El incendio de Londres del Siglo XVII

Quince años después del gran incendio de Londres, alguien confiesa la posible inocencia del francés al que condenaron a muerte por su supuesta implicación en la catástrofe. ¿Cómo es posible?

Un terrible incendio cambia el futuro de la ciudad de Londres

Londres 2 de septiembre de 1666, domingo de madrugada. Con casi 70.000 muertos a las espaldas por culpa de la Peste Butónica, Londres se enfrenta a otra catástrofe.

Thomas Farynor tenía una panadería en una típica callejuela de la ciudad, Pudding Lane, cerca del Támesis. Era un lugar popular donde también horneaba para el Rey Carlos II.

A las 02H00 de la mañana, los criados se alarmaron al ver que quedaron atrapados en la planta de arriba porque el fuego ya había invadido el bajo. Al parecer el horno se quedó encendido desencadenando la tragedia.

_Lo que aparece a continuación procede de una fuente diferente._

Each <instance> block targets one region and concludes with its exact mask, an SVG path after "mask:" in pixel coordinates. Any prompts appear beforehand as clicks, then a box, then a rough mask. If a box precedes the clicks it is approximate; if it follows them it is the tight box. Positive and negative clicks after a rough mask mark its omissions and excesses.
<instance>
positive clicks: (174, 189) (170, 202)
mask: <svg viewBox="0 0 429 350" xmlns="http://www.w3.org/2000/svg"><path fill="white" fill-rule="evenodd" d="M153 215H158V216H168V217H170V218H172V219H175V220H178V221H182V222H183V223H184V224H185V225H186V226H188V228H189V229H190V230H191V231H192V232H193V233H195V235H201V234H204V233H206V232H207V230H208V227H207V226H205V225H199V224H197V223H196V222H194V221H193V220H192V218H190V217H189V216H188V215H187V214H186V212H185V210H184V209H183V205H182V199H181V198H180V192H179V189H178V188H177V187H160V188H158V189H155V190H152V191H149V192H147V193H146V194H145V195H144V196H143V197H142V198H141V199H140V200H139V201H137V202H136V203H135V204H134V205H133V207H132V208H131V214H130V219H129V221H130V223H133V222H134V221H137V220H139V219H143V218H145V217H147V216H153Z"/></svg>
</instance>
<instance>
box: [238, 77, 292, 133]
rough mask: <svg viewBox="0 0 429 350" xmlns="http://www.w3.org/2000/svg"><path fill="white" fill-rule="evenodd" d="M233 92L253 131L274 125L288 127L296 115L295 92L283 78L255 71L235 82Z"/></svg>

Solo pudieron salvarse el Señor Farynor junto a su hija y un criado. La doncella murió por no atreverse a salir por la azotea. El viento soplaba fuerte, las casas estaban muy cercas las unas de las otras y estaban hechas de madera. Por lo que empezaron a arder de forma inminente destruyendo más de 13.000 viviendas además de cuatro puentes que cruzaban el Río Támesis.

Los fuegos pequeños eran comunes en aquella época

En aquellos tiempos las casas y las calles se iluminaban con antorchas o velas. El fuego también se utilizaba para calentar las estancias y cocinar. Era habitual ver pequeños incendios en la ciudad debido a pequeños accidentes, aunque esa noche nadie pensó que iba a ser diferente.

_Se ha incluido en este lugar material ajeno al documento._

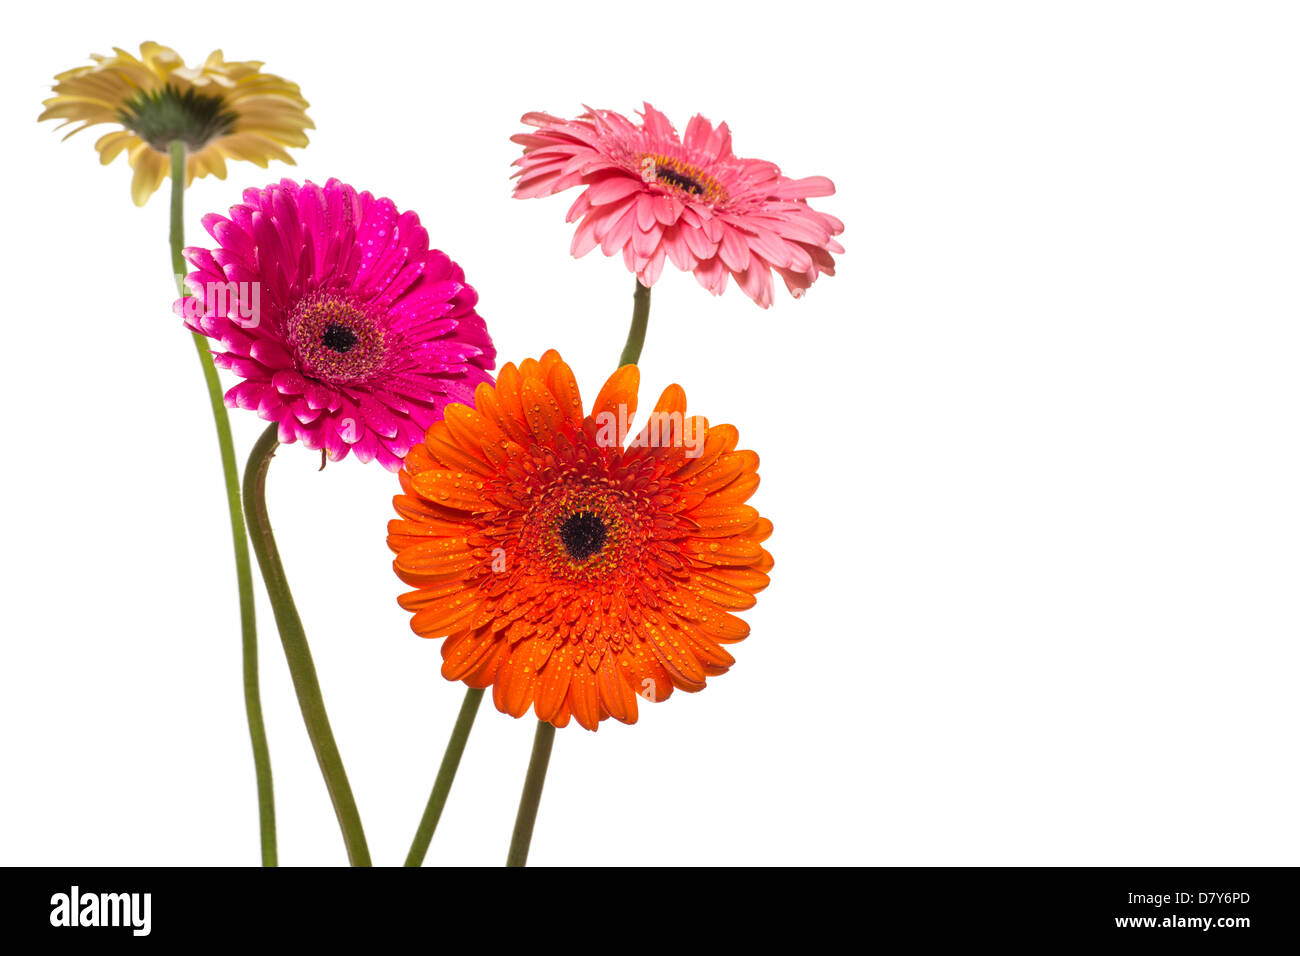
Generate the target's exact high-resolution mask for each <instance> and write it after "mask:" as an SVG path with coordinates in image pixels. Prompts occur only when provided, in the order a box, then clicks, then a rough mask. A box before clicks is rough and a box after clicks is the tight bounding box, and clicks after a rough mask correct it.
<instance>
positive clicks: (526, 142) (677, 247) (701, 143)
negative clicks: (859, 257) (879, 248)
mask: <svg viewBox="0 0 1300 956" xmlns="http://www.w3.org/2000/svg"><path fill="white" fill-rule="evenodd" d="M641 116H642V121H641V124H640V125H638V124H636V122H633V121H630V120H628V118H627V117H624V116H620V114H619V113H615V112H611V111H608V109H590V108H589V109H588V112H586V113H584V114H582V116H580V117H578V118H576V120H562V118H559V117H555V116H550V114H547V113H526V114H525V116H524V118H523V122H524V124H526V125H529V126H536V127H537V131H536V133H520V134H516V135H513V137H511V139H512V140H513V142H516V143H520V144H521V146H523V147H524V155H523V156H520V157H519V159H517V160H515V165H516V166H519V172H516V173H515V177H517V178H519V182H517V183H516V185H515V198H516V199H530V198H533V196H545V195H551V194H554V193H559V191H560V190H564V189H568V187H569V186H586V189H585V190H584V191H582V194H581V195H578V198H577V199H576V200H575V203H573V206H572V207H571V208H569V212H568V221H569V222H575V221H577V220H581V222H580V224H578V228H577V233H576V234H575V235H573V246H572V252H573V255H575V256H582V255H586V254H588V252H590V251H591V250H593V248H595V247H597V246H599V247H601V251H602V252H604V255H607V256H612V255H614V254H615V252H619V251H621V252H623V261H624V263H627V267H628V268H629V269H630V271H632V272H634V273H636V276H637V278H638V280H640V281H641V284H642V285H646V286H650V285H654V282H655V280H658V278H659V274H660V272H663V263H664V259H668V260H671V261H672V264H673V265H676V267H677V268H679V269H682V271H685V272H693V273H695V278H697V280H699V284H701V285H702V286H705V289H707V290H708V291H711V293H714V294H715V295H719V294H722V291H723V290H724V289H725V287H727V278H728V276H732V277H735V278H736V282H737V285H740V287H741V289H744V290H745V294H746V295H749V297H750V298H751V299H754V302H757V303H758V304H759V306H763V307H764V308H766V307H767V306H771V304H772V271H775V272H777V273H779V274H780V276H781V278H784V280H785V286H787V289H789V290H790V293H792V294H793V295H796V297H798V295H802V294H803V290H805V289H807V287H809V286H810V285H813V282H814V280H816V277H818V276H819V274H822V273H826V274H828V276H833V274H835V259H832V258H831V254H832V252H844V247H842V246H840V243H839V242H836V241H835V238H833V237H836V235H839V234H840V233H842V232H844V224H842V222H841V221H840V220H837V219H836V217H835V216H829V215H827V213H824V212H818V211H816V209H814V208H813V207H810V206H809V204H807V200H809V199H810V198H813V196H828V195H831V194H832V193H835V183H832V182H831V181H829V179H827V178H826V177H824V176H813V177H809V178H806V179H792V178H789V177H787V176H783V174H781V170H780V169H779V168H777V166H776V164H775V163H766V161H763V160H748V159H740V157H738V156H736V155H735V153H733V152H732V147H731V130H728V129H727V124H719V125H718V126H716V127H715V126H714V125H712V124H711V122H708V120H706V118H705V117H702V116H695V117H694V118H693V120H692V121H690V122H689V124H686V137H685V139H681V138H679V137H677V131H676V130H675V129H673V127H672V124H669V122H668V118H667V117H666V116H664V114H663V113H660V112H659V111H656V109H655V108H654V107H651V105H650V104H649V103H646V104H645V111H643V112H642V113H641Z"/></svg>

De hecho, cuando despertaron a Lord Thomas Bludworth para comunicarle el incidente, éste no se lo tomó muy en serio. Su respuesta fue:

“Seguro que una mujer puede acabar con él meando encima”

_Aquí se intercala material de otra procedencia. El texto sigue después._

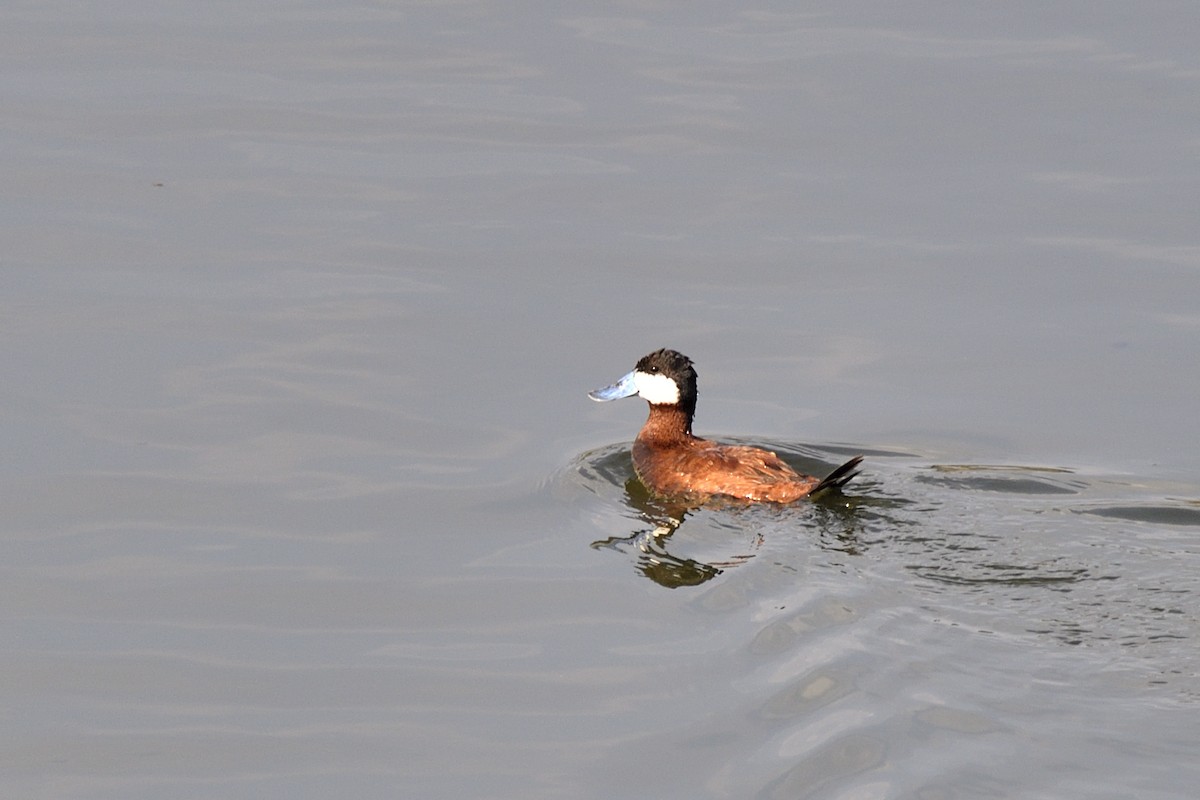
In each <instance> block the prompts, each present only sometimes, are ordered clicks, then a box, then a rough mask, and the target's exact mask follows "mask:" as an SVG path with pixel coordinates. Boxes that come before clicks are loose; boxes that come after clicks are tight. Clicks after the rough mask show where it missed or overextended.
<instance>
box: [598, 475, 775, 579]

Su respuesta pasó a la historia como muestra de incompetencia e irresponsabilidad.

La Calle Pudding Lane estaba cerca de los muelles del Támesis, donde asentaban los almacenes de aceite, de alcohol o carbón. Esto ayudó a que el fuego se propagase con mayor facilidad y rapidez. En aquellos tiempos no había cuerpos de bomberos. Sólo algunos disponían de algún carro con bomba de agua y era complicado reunir los suficientes para apagar las llamas.

Tres días de destrucción por el incendio

Lord Thomas Bludworth reaccionó tarde para poner en marcha un plan. Derribaron varios edificios a modo de cortafuegos para que éste no pudiera avanzar.

Los más pobres se negaban a salir de sus casas con la esperanza de que el fuego no les alcanzara. Sin embargo, el incendio que duró tres días, dejó en la calle a más de 13.000 familias sin sus pertenencias.

Algunas lograron recuperar parte gracias a haberlas tirado al Támesis.

El Rey termina destituyendo a Lord Thomas tras su incompetencia y falta de decisión. Éste finalmente desapareció, supuestamente huyó para evitar ser condenado. El Rey Carlos II se puso al frente, terminaron por controlar el incendio y las siguientes construcciones iban a ser de piedra o ladrillo por imposición.

Algo bueno de todo aquello, fue la erradicación de la Peste Butónica.

 

 

En busca de la cabeza de turco

Tras la tragedia, el pueblo inglés estaba hambriento por encontrar un culpable. Especularon sobre posibles actos vandálicos por parte de holandeses y franceses, con los que había enemistad en aquella época.

El panadero negó rotundamente ser el culpable del incendio y alegó que él también había perdido todas sus posesiones. Y puesto que todo ocurrió muy deprisa y no pudieron probarlo, fueron en busca de un culpable. La mala suerte recayó en un relojero francés, Robert Hubert. El hombre hacía viajes desde Suiza a Francia y decían que era un hombre extraño, loco y ocasionalmente desorientado.

Al parecer, éste confesó haber tirado una bola de fuego por la ventana donde empezó el incendio de Londres. Empezaron a salir testigos de la nada y, finalmente, éste fue condenado a morir ahorcado el 27 de octubre del mismo año.

El capitán del barco donde estaba el francés confesó, 15 años después de su muerte, que Robert Hubbert estaba en su barco cuando empezó el incendio, por lo que él no podía haber sido. ¿Por qué no lo dijo en su momento? Parece ser que eso nunca se supo. Robert Hubbert murió injustamente por algo que no había hecho, no en el lugar de los hechos ni aquel día.

Lo curioso es que, 320 años más tarde, los panaderos de Londres pidieron disculpas por lo sucedido y exculparon a Robert Hubbert.